Note specifically that this means there are no omitted letters, which is allowed
in common subsequences.
For example, the longest shared substring between CAATAGAC and CCGTAGATTTA is TAGA
but TAGA is not the longest common subsequence.
Give a big-O analysis for the runtime.
Full credit depends on how efficient the algorithm is.
- Course Project Assignment 1. Due October 18, 10 PM. (This only
counts towards class participation.)
Submit a 1-2 page course project proposal.
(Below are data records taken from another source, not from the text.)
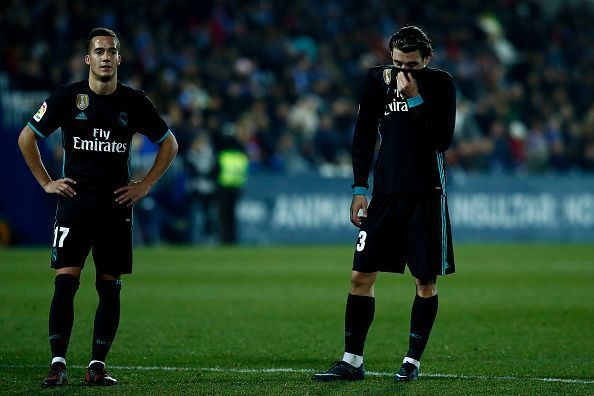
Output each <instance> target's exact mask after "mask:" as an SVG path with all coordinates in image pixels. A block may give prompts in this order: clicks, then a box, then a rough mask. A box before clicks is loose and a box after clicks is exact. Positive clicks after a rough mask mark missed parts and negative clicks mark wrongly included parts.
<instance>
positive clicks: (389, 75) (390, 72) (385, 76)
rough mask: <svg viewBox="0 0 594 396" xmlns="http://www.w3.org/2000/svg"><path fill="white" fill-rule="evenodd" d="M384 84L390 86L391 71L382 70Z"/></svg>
mask: <svg viewBox="0 0 594 396" xmlns="http://www.w3.org/2000/svg"><path fill="white" fill-rule="evenodd" d="M384 82H385V83H386V85H390V82H392V69H384Z"/></svg>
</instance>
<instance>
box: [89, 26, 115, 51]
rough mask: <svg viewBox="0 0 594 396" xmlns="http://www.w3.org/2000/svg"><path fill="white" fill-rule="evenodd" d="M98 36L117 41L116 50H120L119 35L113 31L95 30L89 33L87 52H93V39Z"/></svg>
mask: <svg viewBox="0 0 594 396" xmlns="http://www.w3.org/2000/svg"><path fill="white" fill-rule="evenodd" d="M97 36H111V37H113V38H115V39H116V49H117V50H118V51H119V50H120V39H119V38H118V36H117V34H115V32H114V31H113V30H111V29H107V28H94V29H92V30H91V31H90V32H89V35H88V36H87V51H90V50H91V44H92V42H93V38H94V37H97Z"/></svg>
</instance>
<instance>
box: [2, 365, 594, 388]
mask: <svg viewBox="0 0 594 396" xmlns="http://www.w3.org/2000/svg"><path fill="white" fill-rule="evenodd" d="M46 367H47V366H40V365H16V364H15V365H11V364H1V365H0V368H46ZM69 367H72V368H77V369H81V368H86V367H87V366H79V365H72V366H69ZM109 368H110V369H115V370H139V371H206V372H216V373H239V374H246V373H247V374H257V373H306V374H310V373H313V372H314V371H315V370H314V369H296V368H283V367H277V368H260V369H257V368H226V367H173V366H109ZM365 374H367V375H369V376H372V377H392V376H393V375H394V373H388V372H378V371H366V372H365ZM420 377H427V378H451V379H463V380H483V381H493V380H496V381H526V380H528V381H542V382H562V383H569V384H594V379H573V378H541V377H516V376H488V375H460V374H437V373H434V374H432V373H421V374H420Z"/></svg>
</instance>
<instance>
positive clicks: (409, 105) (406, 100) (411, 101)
mask: <svg viewBox="0 0 594 396" xmlns="http://www.w3.org/2000/svg"><path fill="white" fill-rule="evenodd" d="M406 103H407V104H408V107H409V108H411V107H416V106H419V105H421V104H423V98H422V97H421V95H417V96H414V97H412V98H408V99H406Z"/></svg>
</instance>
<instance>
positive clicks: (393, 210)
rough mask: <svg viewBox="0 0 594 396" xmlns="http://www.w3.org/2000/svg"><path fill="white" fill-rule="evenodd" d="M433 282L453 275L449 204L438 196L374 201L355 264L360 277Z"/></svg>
mask: <svg viewBox="0 0 594 396" xmlns="http://www.w3.org/2000/svg"><path fill="white" fill-rule="evenodd" d="M407 264H408V268H409V270H410V272H411V274H412V275H413V276H415V277H416V278H420V279H432V278H434V277H435V276H436V275H446V274H451V273H453V272H454V271H455V263H454V250H453V248H452V232H451V228H450V219H449V214H448V205H447V199H446V197H445V196H443V195H441V194H431V195H377V196H374V197H373V199H372V200H371V203H370V204H369V208H368V211H367V218H366V219H364V220H363V223H362V225H361V229H360V232H359V236H358V238H357V243H356V246H355V254H354V260H353V270H354V271H359V272H367V273H371V272H377V271H383V272H397V273H401V274H402V273H404V268H405V266H406V265H407Z"/></svg>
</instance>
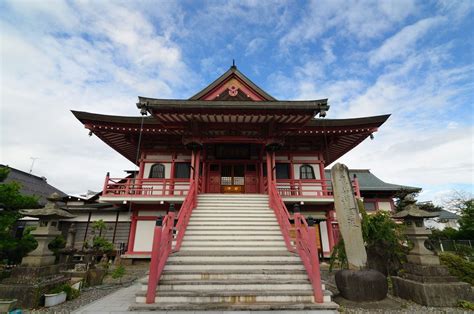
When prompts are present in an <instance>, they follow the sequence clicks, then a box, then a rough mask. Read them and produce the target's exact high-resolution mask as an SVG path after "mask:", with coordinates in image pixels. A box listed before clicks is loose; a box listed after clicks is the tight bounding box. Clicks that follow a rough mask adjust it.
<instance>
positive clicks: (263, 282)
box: [141, 280, 313, 293]
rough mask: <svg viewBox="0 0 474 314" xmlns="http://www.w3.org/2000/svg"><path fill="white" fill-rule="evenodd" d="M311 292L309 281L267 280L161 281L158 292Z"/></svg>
mask: <svg viewBox="0 0 474 314" xmlns="http://www.w3.org/2000/svg"><path fill="white" fill-rule="evenodd" d="M147 287H148V286H147V285H142V286H141V290H142V291H146V290H147ZM293 289H294V290H300V291H301V290H303V291H304V290H309V291H312V290H313V288H312V286H311V284H310V283H309V281H308V280H292V281H284V280H277V281H275V280H273V281H272V280H266V281H258V280H253V281H250V280H249V281H242V280H241V281H239V280H236V281H233V280H228V281H222V280H221V281H219V280H205V281H200V280H191V281H175V282H170V281H166V280H164V281H160V284H159V285H158V291H200V292H209V293H212V292H215V291H235V290H252V291H278V290H293Z"/></svg>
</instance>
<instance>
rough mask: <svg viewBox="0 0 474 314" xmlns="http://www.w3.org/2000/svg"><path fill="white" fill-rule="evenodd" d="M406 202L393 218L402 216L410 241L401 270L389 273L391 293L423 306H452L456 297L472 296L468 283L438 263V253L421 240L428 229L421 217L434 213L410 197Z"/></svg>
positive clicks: (469, 287) (469, 284)
mask: <svg viewBox="0 0 474 314" xmlns="http://www.w3.org/2000/svg"><path fill="white" fill-rule="evenodd" d="M405 202H406V203H407V206H405V208H404V210H402V211H401V212H399V213H396V214H395V215H394V216H393V217H394V218H402V219H404V224H405V225H406V231H405V233H406V235H407V237H408V238H409V239H410V240H411V242H412V243H413V248H412V250H411V251H410V253H409V254H408V256H407V260H408V263H406V264H405V265H403V272H401V273H400V274H399V276H393V277H392V282H393V294H394V295H396V296H398V297H400V298H403V299H407V300H411V301H414V302H416V303H419V304H423V305H427V306H456V305H457V303H458V301H459V300H469V299H471V298H472V295H471V294H472V291H471V285H470V284H468V283H464V282H460V281H459V280H458V279H457V278H455V277H453V276H451V275H450V274H449V271H448V268H447V267H446V266H442V265H440V263H439V257H438V256H437V255H435V254H434V253H433V252H432V251H430V250H428V249H427V248H426V246H425V242H426V240H427V239H428V236H429V235H430V234H431V231H430V230H428V229H426V228H425V226H424V224H423V219H425V218H431V217H435V216H437V214H436V213H430V212H426V211H424V210H421V209H420V208H419V207H418V206H417V205H416V201H415V200H414V199H413V198H411V197H410V198H405Z"/></svg>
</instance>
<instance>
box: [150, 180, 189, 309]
mask: <svg viewBox="0 0 474 314" xmlns="http://www.w3.org/2000/svg"><path fill="white" fill-rule="evenodd" d="M197 190H198V186H197V184H196V181H194V180H192V181H191V185H190V187H189V192H188V195H187V196H186V199H185V200H184V202H183V204H182V205H181V208H180V210H179V213H178V216H177V220H178V221H177V223H176V226H174V222H175V218H174V212H169V213H168V214H167V215H166V216H165V218H164V219H163V224H162V225H157V226H156V227H155V233H154V236H153V247H152V251H151V261H150V274H149V279H148V288H147V294H146V303H149V304H150V303H155V296H156V287H157V285H158V282H159V281H160V277H161V273H162V272H163V269H164V267H165V264H166V261H167V260H168V256H169V254H170V253H171V252H177V251H179V249H180V248H181V243H182V241H183V237H184V233H185V231H186V227H187V226H188V223H189V218H190V217H191V214H192V211H193V209H194V207H196V204H197V194H198V193H197ZM158 222H159V220H157V223H158ZM174 230H175V231H174ZM174 239H175V245H174V248H173V247H172V243H173V240H174Z"/></svg>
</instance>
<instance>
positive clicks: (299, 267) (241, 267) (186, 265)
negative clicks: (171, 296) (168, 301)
mask: <svg viewBox="0 0 474 314" xmlns="http://www.w3.org/2000/svg"><path fill="white" fill-rule="evenodd" d="M177 270H187V271H190V270H196V271H201V272H208V271H210V270H238V271H244V270H259V271H264V270H268V271H272V270H305V268H304V266H303V264H302V263H299V264H276V263H272V264H263V263H262V264H255V263H254V264H248V265H245V264H244V265H240V264H235V263H234V264H222V263H221V264H211V263H208V264H173V263H167V264H166V265H165V271H177Z"/></svg>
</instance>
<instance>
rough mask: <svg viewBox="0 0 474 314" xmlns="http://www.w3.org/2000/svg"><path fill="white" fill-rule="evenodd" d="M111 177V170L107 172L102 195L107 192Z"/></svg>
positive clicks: (104, 182) (105, 194)
mask: <svg viewBox="0 0 474 314" xmlns="http://www.w3.org/2000/svg"><path fill="white" fill-rule="evenodd" d="M109 179H110V172H107V174H106V175H105V182H104V187H103V188H102V195H106V194H107V187H108V185H109Z"/></svg>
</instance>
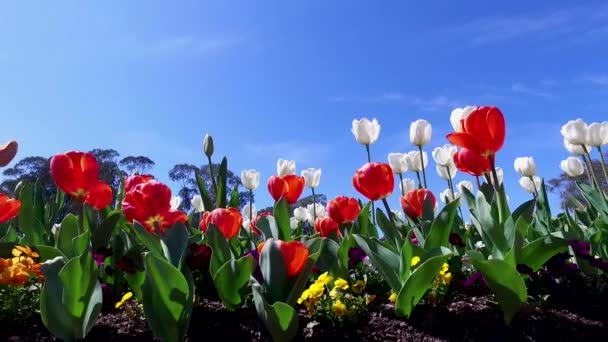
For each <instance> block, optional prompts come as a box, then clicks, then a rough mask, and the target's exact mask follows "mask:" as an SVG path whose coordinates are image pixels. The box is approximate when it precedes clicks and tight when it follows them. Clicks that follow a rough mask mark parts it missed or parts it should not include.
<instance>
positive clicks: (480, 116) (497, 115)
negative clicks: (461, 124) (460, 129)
mask: <svg viewBox="0 0 608 342" xmlns="http://www.w3.org/2000/svg"><path fill="white" fill-rule="evenodd" d="M461 124H462V132H453V133H450V134H448V135H447V138H448V140H449V141H450V142H451V143H452V144H454V145H456V146H460V147H462V148H466V149H469V150H473V151H475V152H477V153H479V154H481V155H483V156H485V157H488V156H493V155H494V154H495V153H496V152H498V151H499V150H500V149H501V148H502V146H503V145H504V143H505V118H504V116H503V114H502V112H501V111H500V109H498V108H497V107H487V106H484V107H478V108H476V109H475V110H473V111H472V112H471V113H470V114H469V115H468V116H467V117H466V118H465V119H464V120H461Z"/></svg>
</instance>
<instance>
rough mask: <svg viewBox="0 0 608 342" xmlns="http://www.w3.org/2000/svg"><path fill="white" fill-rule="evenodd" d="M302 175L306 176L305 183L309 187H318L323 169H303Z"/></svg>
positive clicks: (306, 185) (302, 176) (305, 177)
mask: <svg viewBox="0 0 608 342" xmlns="http://www.w3.org/2000/svg"><path fill="white" fill-rule="evenodd" d="M301 175H302V177H304V183H305V184H306V186H307V187H309V188H312V189H314V188H316V187H317V186H319V183H320V182H321V169H313V168H309V169H306V170H302V173H301Z"/></svg>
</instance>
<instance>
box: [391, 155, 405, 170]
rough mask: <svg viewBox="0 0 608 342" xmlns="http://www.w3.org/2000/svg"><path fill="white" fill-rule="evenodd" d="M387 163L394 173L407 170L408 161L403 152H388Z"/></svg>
mask: <svg viewBox="0 0 608 342" xmlns="http://www.w3.org/2000/svg"><path fill="white" fill-rule="evenodd" d="M388 164H389V165H390V166H391V169H393V172H394V173H396V174H402V173H404V172H405V171H407V168H408V162H407V159H406V158H405V155H404V154H403V153H389V154H388Z"/></svg>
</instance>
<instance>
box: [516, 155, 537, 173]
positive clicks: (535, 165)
mask: <svg viewBox="0 0 608 342" xmlns="http://www.w3.org/2000/svg"><path fill="white" fill-rule="evenodd" d="M513 167H515V171H517V172H519V174H521V175H522V176H524V177H532V176H536V162H534V158H532V157H518V158H515V162H514V163H513Z"/></svg>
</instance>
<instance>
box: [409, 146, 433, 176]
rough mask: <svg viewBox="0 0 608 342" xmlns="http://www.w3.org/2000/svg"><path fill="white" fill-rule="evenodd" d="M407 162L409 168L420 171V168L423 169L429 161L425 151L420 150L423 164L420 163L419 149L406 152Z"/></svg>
mask: <svg viewBox="0 0 608 342" xmlns="http://www.w3.org/2000/svg"><path fill="white" fill-rule="evenodd" d="M407 158H408V162H409V164H410V170H412V171H417V172H420V171H422V169H425V168H426V166H427V164H428V163H429V158H428V156H427V154H426V152H425V151H423V152H422V159H423V160H424V165H420V164H421V163H420V151H411V152H408V153H407Z"/></svg>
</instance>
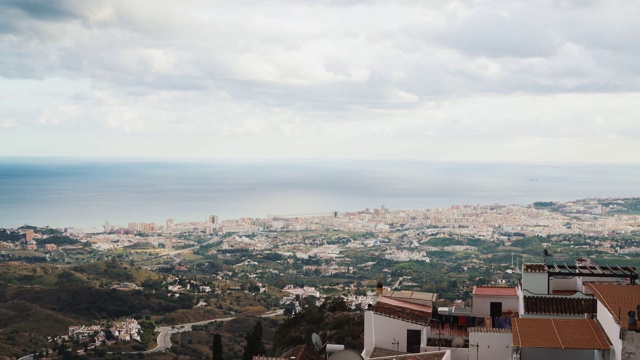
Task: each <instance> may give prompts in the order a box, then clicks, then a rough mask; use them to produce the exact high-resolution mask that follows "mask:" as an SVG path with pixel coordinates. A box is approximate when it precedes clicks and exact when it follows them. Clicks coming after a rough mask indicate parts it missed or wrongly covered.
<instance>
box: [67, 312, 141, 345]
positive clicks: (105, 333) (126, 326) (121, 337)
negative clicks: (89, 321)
mask: <svg viewBox="0 0 640 360" xmlns="http://www.w3.org/2000/svg"><path fill="white" fill-rule="evenodd" d="M139 332H140V325H138V322H137V321H136V320H135V319H126V320H123V321H121V322H119V323H116V324H114V325H112V326H111V328H103V327H102V326H100V325H91V326H84V325H76V326H69V338H73V339H77V340H85V341H89V339H93V340H94V341H95V345H96V346H97V345H102V344H107V345H112V344H114V343H115V342H116V341H131V340H135V341H140V335H139V334H138V333H139ZM109 333H110V335H111V336H108V334H109Z"/></svg>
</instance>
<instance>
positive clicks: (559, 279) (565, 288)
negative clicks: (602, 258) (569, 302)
mask: <svg viewBox="0 0 640 360" xmlns="http://www.w3.org/2000/svg"><path fill="white" fill-rule="evenodd" d="M556 290H571V291H582V282H581V281H580V277H578V276H573V277H570V278H568V279H564V278H553V277H552V278H550V279H549V293H550V294H552V293H553V292H554V291H556Z"/></svg>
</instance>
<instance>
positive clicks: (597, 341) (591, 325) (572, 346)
mask: <svg viewBox="0 0 640 360" xmlns="http://www.w3.org/2000/svg"><path fill="white" fill-rule="evenodd" d="M512 324H513V329H512V336H513V345H514V346H518V347H523V348H545V349H596V350H609V349H610V348H611V346H610V345H609V341H608V340H607V337H606V336H605V335H604V332H603V331H602V328H601V327H600V325H598V323H597V322H596V321H595V320H593V319H532V318H515V319H513V320H512Z"/></svg>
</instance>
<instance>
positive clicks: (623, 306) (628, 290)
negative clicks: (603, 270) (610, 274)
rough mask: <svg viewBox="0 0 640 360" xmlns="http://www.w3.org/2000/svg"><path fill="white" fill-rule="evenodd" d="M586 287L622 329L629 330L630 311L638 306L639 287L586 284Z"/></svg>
mask: <svg viewBox="0 0 640 360" xmlns="http://www.w3.org/2000/svg"><path fill="white" fill-rule="evenodd" d="M587 287H589V288H590V289H591V291H593V294H594V295H595V297H596V298H597V299H598V301H599V302H600V303H602V305H604V306H605V307H606V308H607V310H609V312H610V313H611V315H613V317H614V318H615V319H616V320H617V321H618V322H619V324H620V327H622V328H623V329H628V328H629V315H628V312H629V311H630V310H633V311H637V310H636V309H637V306H638V305H640V286H638V285H613V284H598V283H588V284H587Z"/></svg>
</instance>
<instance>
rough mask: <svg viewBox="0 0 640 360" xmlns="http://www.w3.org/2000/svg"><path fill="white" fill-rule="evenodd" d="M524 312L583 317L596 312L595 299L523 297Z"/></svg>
mask: <svg viewBox="0 0 640 360" xmlns="http://www.w3.org/2000/svg"><path fill="white" fill-rule="evenodd" d="M524 312H525V313H527V314H546V315H584V314H593V313H595V312H596V299H594V298H571V297H554V296H525V297H524Z"/></svg>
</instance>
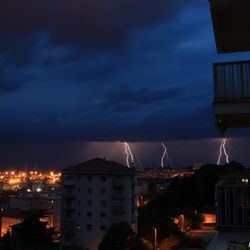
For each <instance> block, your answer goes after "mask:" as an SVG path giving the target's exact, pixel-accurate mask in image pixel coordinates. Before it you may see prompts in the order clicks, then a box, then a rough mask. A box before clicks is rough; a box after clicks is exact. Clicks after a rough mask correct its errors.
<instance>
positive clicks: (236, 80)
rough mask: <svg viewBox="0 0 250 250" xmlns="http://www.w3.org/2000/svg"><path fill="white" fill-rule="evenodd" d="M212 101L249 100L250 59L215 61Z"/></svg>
mask: <svg viewBox="0 0 250 250" xmlns="http://www.w3.org/2000/svg"><path fill="white" fill-rule="evenodd" d="M213 67H214V101H215V102H249V101H250V61H239V62H226V63H215V64H214V65H213Z"/></svg>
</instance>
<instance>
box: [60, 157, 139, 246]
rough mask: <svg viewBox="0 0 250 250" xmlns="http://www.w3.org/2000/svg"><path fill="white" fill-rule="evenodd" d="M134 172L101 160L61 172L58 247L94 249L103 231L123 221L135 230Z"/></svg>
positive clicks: (135, 203)
mask: <svg viewBox="0 0 250 250" xmlns="http://www.w3.org/2000/svg"><path fill="white" fill-rule="evenodd" d="M136 182H137V179H136V173H135V170H134V169H131V168H128V167H125V166H123V165H120V164H118V163H116V162H112V161H106V160H104V159H94V160H90V161H87V162H84V163H81V164H78V165H75V166H71V167H69V168H66V169H64V170H63V173H62V208H61V248H62V249H63V248H64V246H70V245H71V246H72V245H74V246H78V247H81V248H82V249H83V250H97V249H98V246H99V243H100V242H101V240H102V237H103V235H104V233H105V231H106V230H107V229H108V228H109V227H110V226H111V225H112V224H113V223H118V222H121V221H125V222H127V223H128V224H129V225H130V226H131V227H132V228H133V229H134V231H136V230H137V208H136V201H137V194H136Z"/></svg>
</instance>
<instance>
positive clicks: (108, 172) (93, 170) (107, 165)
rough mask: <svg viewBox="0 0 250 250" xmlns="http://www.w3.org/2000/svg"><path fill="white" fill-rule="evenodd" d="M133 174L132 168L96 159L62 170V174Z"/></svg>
mask: <svg viewBox="0 0 250 250" xmlns="http://www.w3.org/2000/svg"><path fill="white" fill-rule="evenodd" d="M86 172H91V173H100V172H102V173H134V172H135V169H134V168H128V167H126V166H124V165H122V164H119V163H117V162H114V161H107V160H106V159H100V158H96V159H93V160H89V161H85V162H82V163H79V164H77V165H73V166H70V167H68V168H65V169H63V173H86Z"/></svg>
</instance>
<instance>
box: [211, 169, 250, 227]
mask: <svg viewBox="0 0 250 250" xmlns="http://www.w3.org/2000/svg"><path fill="white" fill-rule="evenodd" d="M249 181H250V172H249V171H237V172H233V173H231V174H228V175H226V176H224V177H223V179H222V180H221V181H220V182H218V183H217V184H216V197H215V198H216V207H217V227H218V228H219V229H234V228H235V229H250V183H249Z"/></svg>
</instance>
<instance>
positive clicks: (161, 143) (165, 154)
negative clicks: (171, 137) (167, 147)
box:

Detail is not
important, as we will iterate together based on whatever you submit.
Explain the problem you wish to address and what you plan to do.
This can be a literature survey if you do not want to do
If you are not working alone, then say who you
will work with;
in general, teams should not be bigger
than two people.
Provide a list of papers related to your topic, with at least 5 papers
(and note that most should be relatively recent, within the last
5 to 10 years).
Starting October 17, submit a one-paragraph summary
and 2-3 questions for each paper that is being presented the next day,
and send it to the student doing the presentation by 10 AM the day before
(with a cc to Tandy and Yasamin).
- Course Project Assignment 2. Due October 24. Revised proposals due. Please see and read instructions on project proposals.
- Course Project Assignment 3. Due October 31. Final version of course proposals due. Please see and read instructions on project proposals.
- Course Project Assignment 4 (FINAL). Due last day of class.